2.6. Op grond van artikel 2, eerste lid, van de Beleidsregels langdurigheidstoeslag Wet werk en bijstand van de gemeente Amsterdam (Beleidsregels langdurigheidstoeslag) voldoet de aanvrager aan de vereisten van artikel 36, lid 1, onder a, van de WWB indien hij gedurende de referteperiode bijstand heeft genoten volgens de voor hem geldende norm of een ander inkomen heeft genoten dat niet in enige periode hoger was dan het toetsbedrag inkomen zoals vermeld in artikel 3 van deze beleidsregels.
2.7. Op grond van artikel 3, aanhef en onder a, van de Beleidsregels langdurigheidstoeslag wordt, voor de jaren waarover het bruto jaarinkomen bekend verondersteld kan worden, een bruto jaarinkomen van niet meer dan voor het huishoudtype toepasselijke bruto IOAW norm beschouwd als een inkomen niet hoger dan de bijstandsnorm.
3. Beoordeling van het geschil
3.1. De rechtbank heeft in haar uitspraak van 24 juni 2009 (AWB 08/5109 WWB en AWB 08/5110 WWB) bepaald dat verweerder bij de vraag of eiser in aanmerking komt voor langdurigheidstoeslag of een knipkaart 2008 zijn netto-inkomen zoals dat in de referteperiode feitelijk door hem is ontvangen als uitgangspunt dient te nemen.
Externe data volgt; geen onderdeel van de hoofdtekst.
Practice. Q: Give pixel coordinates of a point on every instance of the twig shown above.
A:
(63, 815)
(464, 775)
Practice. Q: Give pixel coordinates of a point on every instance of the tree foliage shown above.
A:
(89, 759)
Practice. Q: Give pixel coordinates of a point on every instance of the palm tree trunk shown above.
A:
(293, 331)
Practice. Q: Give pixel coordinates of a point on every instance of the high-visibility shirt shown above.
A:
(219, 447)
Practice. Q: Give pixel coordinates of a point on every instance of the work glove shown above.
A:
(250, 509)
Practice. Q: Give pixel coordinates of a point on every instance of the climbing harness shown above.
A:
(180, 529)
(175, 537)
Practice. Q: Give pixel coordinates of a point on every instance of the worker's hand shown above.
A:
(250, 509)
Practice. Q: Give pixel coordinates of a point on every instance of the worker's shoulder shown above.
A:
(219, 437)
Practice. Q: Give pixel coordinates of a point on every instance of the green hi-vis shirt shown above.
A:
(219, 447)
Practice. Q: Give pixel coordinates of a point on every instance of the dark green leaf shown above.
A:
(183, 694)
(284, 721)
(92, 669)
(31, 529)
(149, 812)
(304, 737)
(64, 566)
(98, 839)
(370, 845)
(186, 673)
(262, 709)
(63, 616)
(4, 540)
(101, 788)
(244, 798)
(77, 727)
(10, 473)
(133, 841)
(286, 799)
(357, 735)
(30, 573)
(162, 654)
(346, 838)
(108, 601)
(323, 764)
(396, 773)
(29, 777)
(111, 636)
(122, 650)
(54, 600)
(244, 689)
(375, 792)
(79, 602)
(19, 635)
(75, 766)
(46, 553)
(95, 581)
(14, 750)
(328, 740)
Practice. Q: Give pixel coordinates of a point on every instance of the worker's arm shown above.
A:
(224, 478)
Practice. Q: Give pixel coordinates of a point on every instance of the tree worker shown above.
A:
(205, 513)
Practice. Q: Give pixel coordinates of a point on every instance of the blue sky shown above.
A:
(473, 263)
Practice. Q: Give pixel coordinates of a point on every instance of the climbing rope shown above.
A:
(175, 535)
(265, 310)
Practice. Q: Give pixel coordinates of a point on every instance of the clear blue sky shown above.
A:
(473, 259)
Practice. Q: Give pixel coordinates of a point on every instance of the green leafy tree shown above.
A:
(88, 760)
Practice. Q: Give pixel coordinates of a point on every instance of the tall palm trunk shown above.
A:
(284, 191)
Verweerder heeft aan deze uitspraak uitvoering gegeven in het bestreden besluit.
3.2. Eiser heeft in beroep aangevoerd dat verweerder bij de berekening van zijn netto-inkomen ten onrechte geen rekening heeft gehouden met zijn (persoonsgebonden) aftrekposten. De rechtbank is evenwel van oordeel dat, nu verweerder is uitgegaan van het maandelijks netto-inkomen van eiser, er geen ruimte bestaat om rekening te houden met zijn (persoonsgebonden) fiscale aftrekposten.
3.3. Gelet op het voorgaande kan hetgeen eiser heeft aangevoerd niet leiden tot vernietiging van het bestreden besluit. De rechtbank zal het beroep dan ook ongegrond verklaren.
3.4. De rechtbank ziet voorts geen aanleiding voor een proceskostenveroordeling of te bepalen dat het door eiser betaalde griffierecht dient te worden vergoed.
De rechtbank verklaart het beroep ongegrond.
Deze uitspraak is gedaan door mr. B.E. Mildner, als voorzitter,
mrs. J.P. Smit en Th. van der Windt , als leden, in aanwezigheid van
mr. S. van Excel, als griffier.
De beslissing is in het openbaar uitgesproken op 4 mei 2010.
de griffier de voorzitter
Rechtsmiddel
Tegen deze uitspraak kan binnen zes weken na de dag van verzending daarvan hoger beroep worden ingesteld bij de Centrale Raad van Beroep.